Interview with Dr. María Alonso de Leciñana

A stroke occurs when an artery in the brain is blocked or when a blood vessel bursts and the blood cannot reach it. Although half of all victims recover, the other half die or are left with some disability and life-changing sequelae. In the developed countries, it is the leading cause of death among women, and the second most frequent among men. On the positive side, prevention is relatively simple. Nine out of ten stroke cases could be avoided by adopting healthy lifestyles, according to the Spanish Society of Neurology, with whom Fundación MAPFRE and Freno al Ictus [Stop Strokes] have launched a campaign to inform the general public about the symptoms and what to do in case of emergency. And also how to prevent it? A specialist and a patient tell us how they deal with a disease that one of every six people will suffer at some time in their lives.

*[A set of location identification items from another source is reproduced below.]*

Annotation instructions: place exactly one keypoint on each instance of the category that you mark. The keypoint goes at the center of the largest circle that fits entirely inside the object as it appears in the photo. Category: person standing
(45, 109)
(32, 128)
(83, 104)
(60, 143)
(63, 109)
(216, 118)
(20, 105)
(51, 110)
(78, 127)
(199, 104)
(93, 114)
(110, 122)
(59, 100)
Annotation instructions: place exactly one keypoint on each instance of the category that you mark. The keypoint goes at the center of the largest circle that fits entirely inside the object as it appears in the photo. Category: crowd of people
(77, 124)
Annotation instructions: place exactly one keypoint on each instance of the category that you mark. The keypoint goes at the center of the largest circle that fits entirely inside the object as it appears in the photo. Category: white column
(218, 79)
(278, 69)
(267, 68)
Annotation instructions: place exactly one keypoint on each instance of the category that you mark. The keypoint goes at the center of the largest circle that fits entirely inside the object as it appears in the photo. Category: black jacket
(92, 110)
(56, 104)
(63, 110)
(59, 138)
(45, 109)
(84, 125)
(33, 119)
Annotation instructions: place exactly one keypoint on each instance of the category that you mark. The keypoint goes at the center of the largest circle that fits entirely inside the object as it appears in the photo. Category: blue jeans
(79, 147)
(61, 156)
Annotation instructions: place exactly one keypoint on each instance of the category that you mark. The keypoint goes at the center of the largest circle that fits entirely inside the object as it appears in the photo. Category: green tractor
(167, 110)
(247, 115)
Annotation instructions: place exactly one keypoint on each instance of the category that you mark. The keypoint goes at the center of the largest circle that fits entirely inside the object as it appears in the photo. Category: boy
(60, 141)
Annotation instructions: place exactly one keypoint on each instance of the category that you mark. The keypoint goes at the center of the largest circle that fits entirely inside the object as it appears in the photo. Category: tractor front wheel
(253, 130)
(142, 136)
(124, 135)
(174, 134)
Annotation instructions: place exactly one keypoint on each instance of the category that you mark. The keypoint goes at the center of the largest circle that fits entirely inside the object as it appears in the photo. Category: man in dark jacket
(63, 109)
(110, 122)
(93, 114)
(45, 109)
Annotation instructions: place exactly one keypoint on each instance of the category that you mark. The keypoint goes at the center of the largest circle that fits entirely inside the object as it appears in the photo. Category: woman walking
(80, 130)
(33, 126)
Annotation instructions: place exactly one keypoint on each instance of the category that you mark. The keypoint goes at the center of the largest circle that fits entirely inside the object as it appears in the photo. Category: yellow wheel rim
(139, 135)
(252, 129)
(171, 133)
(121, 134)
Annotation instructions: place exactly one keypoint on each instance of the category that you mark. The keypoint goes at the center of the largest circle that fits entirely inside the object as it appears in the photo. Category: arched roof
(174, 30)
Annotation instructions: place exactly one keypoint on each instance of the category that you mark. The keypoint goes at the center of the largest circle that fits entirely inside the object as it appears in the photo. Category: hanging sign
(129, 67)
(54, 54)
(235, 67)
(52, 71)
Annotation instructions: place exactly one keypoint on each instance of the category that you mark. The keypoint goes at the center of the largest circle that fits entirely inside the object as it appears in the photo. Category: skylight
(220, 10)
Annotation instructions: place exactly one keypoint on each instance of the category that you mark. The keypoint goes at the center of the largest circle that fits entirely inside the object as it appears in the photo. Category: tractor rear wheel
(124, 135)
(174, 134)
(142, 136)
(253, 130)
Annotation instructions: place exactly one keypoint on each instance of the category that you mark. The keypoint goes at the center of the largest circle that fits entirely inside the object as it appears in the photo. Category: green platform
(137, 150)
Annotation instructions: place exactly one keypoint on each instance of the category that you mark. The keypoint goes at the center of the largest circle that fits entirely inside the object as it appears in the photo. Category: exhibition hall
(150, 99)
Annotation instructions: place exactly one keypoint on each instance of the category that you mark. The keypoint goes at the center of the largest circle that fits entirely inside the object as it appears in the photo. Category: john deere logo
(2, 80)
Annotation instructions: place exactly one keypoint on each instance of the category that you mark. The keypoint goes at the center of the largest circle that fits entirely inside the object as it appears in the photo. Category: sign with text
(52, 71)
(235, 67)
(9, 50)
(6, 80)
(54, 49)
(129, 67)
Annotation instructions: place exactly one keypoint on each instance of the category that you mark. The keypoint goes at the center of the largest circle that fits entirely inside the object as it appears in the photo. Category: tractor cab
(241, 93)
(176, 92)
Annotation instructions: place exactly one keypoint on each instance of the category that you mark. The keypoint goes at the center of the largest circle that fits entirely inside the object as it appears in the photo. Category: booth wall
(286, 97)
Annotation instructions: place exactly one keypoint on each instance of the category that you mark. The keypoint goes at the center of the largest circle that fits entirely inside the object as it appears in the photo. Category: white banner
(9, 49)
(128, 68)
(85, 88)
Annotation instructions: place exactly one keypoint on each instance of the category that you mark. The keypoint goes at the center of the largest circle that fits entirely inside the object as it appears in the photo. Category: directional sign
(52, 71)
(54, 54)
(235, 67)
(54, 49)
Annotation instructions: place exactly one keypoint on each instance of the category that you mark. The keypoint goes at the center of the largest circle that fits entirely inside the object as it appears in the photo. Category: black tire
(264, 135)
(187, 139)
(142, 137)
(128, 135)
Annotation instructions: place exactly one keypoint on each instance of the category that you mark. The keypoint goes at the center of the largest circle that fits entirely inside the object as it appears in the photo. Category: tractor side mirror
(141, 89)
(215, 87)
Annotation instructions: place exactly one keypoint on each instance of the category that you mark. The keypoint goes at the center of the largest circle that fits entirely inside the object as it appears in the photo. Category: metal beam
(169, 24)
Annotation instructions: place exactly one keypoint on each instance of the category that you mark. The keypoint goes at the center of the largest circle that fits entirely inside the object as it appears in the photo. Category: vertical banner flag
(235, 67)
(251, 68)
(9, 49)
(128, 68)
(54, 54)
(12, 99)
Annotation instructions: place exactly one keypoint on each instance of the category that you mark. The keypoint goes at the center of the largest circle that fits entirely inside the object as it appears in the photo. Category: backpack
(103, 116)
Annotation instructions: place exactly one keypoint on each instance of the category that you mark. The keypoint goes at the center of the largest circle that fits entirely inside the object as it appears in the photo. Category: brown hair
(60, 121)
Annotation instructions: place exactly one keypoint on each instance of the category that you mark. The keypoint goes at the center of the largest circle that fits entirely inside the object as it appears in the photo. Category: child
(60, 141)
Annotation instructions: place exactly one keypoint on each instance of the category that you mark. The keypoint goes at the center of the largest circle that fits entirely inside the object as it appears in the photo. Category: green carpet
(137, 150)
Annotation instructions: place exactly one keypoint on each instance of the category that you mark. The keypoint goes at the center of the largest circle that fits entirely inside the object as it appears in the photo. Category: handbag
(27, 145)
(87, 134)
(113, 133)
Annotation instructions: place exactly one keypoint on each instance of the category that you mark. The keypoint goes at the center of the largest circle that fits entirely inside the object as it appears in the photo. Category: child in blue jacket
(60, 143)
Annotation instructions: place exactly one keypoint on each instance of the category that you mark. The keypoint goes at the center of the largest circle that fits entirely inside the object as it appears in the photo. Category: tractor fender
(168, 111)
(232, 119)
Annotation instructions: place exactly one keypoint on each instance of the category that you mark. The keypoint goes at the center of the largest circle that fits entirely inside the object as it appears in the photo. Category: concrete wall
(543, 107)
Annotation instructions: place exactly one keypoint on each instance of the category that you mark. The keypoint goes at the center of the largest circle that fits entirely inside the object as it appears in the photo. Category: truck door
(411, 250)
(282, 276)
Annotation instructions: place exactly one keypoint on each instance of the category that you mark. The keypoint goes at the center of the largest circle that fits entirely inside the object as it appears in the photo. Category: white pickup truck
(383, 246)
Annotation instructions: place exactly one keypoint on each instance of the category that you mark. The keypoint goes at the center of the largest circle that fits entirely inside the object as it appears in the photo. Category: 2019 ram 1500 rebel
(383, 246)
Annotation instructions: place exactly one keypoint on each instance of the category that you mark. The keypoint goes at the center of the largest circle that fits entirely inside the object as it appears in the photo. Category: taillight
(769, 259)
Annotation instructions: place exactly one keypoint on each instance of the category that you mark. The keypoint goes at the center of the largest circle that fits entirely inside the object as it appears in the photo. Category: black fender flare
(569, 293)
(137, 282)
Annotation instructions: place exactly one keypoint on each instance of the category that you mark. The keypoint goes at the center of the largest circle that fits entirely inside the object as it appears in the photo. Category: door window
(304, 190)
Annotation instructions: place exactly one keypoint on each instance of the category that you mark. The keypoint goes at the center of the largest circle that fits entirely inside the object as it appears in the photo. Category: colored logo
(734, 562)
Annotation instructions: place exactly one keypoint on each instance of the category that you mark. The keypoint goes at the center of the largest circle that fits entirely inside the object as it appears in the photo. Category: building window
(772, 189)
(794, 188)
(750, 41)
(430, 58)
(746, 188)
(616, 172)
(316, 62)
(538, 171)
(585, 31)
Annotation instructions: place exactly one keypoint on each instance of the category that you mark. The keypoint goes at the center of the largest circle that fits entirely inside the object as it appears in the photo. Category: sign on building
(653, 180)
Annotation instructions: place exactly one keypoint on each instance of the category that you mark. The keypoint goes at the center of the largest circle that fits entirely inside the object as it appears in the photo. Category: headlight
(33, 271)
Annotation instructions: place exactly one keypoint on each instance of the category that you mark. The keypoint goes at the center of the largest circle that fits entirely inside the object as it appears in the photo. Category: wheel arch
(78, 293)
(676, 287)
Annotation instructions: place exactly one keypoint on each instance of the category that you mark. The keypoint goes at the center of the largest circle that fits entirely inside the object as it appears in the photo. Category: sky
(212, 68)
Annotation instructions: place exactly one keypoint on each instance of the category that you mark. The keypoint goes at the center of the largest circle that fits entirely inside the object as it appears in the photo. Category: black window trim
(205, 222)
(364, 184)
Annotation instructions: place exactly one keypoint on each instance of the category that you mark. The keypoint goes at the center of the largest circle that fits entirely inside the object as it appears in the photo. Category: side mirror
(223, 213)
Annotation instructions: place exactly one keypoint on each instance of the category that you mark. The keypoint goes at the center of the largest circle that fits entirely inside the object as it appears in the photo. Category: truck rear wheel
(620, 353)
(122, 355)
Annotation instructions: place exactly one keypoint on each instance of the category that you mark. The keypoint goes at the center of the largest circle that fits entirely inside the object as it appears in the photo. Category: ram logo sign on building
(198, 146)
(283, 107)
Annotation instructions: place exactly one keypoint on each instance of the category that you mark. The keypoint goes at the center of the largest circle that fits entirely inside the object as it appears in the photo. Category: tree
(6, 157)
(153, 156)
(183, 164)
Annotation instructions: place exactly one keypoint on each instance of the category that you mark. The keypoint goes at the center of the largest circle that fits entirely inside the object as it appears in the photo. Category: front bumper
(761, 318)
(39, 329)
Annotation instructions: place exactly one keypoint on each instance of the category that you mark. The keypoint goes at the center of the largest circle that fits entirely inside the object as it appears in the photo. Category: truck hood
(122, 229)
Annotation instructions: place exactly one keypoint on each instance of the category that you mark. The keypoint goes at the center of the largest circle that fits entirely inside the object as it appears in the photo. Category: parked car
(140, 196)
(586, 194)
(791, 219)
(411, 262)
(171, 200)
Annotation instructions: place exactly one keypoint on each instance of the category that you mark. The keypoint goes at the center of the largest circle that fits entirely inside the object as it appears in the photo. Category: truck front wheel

She has been working for many years at La Paz, one of Spain’s leading hospitals, researching this medical condition. María Alonso de Leciñana (Madrid, 1965) coordinates the cerebrovascular disease study group at the Spanish Society of Neurology. She is also a Neurology Service staff physician at the Stroke Center of La Paz University Hospital. Health care professionals there are striving to ensure that strokes are diagnosed and treated in the shortest time possible. To a large degree, the patient’s survival and the scope of the damage suffered will depend on the speed with which they are treated.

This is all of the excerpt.